Madras, located in south eastern India, was one of the most significant cities in India under the British administration. The finest pieces of Madras silver were produced by Indian craftsmen working for European-run firms, unlike the silver produced in other regions of India which was crafted by independent craftsmen. The largest European firm was P. Orr & Sons of Madras; they were responsible for the encouragement of the 'swami' style of decoration. 'Swami'ornamentation depicts Hindu deities and mythological figures, and the style was a huge success in Europe and Great Britain. Despite European market trends, the silversmiths of Madras established a strong indigenous style which concentrated on the traditional illustration of their gods.

Swami designs were deep, and exhibited fine and intricate detailing, which enabled the specific figures to be easily identifiable. The Hindu tradition of religious art comprises the images of deities, illustrations of characters and episodes from epics like the Ramayana. The stories of the ten avatars of Vishnu are some of the most popular depictions in the silverware from this region.

The most frequent deities represented in Madras silverware are Vishnu, Shiva, Parvati, Brahma and Surya. Also depicted are Angi, Brahma, Durga, Ganesh, Indra, Kali, Kama, Parvati, Shiva, Vishnu, and Yama; most of the gods are riding their vahana, or their associated animal, in these depictions.

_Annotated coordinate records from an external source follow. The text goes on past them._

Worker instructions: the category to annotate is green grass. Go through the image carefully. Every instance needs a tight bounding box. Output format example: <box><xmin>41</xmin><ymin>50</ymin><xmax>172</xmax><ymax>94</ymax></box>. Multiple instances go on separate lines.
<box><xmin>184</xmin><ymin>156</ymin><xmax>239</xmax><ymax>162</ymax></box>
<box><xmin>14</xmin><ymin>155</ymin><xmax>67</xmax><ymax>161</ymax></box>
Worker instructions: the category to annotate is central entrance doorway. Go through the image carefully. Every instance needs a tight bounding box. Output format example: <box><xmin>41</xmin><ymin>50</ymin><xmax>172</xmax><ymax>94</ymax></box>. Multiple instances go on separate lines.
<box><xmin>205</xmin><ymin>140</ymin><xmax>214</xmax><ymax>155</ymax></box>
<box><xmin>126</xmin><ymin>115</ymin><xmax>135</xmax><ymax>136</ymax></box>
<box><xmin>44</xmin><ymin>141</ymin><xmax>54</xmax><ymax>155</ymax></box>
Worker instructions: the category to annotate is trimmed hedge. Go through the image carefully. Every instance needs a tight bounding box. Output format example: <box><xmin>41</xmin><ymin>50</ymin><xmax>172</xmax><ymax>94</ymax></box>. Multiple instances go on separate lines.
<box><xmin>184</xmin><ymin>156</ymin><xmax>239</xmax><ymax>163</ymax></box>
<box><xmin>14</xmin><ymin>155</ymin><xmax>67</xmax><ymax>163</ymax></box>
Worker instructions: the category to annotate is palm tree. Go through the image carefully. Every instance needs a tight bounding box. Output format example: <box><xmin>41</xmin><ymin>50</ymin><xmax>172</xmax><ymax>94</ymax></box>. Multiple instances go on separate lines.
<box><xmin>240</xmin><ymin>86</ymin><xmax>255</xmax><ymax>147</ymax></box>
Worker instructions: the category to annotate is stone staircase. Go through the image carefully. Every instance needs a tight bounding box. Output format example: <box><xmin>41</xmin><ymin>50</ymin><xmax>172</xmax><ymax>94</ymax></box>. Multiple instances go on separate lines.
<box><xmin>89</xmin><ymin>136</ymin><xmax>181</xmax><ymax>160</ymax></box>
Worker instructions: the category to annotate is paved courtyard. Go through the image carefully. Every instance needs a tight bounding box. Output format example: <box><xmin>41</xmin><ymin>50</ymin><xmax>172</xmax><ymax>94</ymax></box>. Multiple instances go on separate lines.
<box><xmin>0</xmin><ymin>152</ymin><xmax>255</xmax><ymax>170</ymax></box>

One of the most prominent of Bangalore's silverware makers is C. Krishna Chetty, a firm that was founded in 1869. Chetty's silverwork was exhibited both in Delhi in 1903 and Lahore in 1909. C. Krishna Chetty became very adept and widely known for their versions of the "Calcutta Bhowanipore" and "Bengal rural" styles. Apart from Barton & Sons, C. Krishna Chetty was the leading maker of silver objects in Bangalore.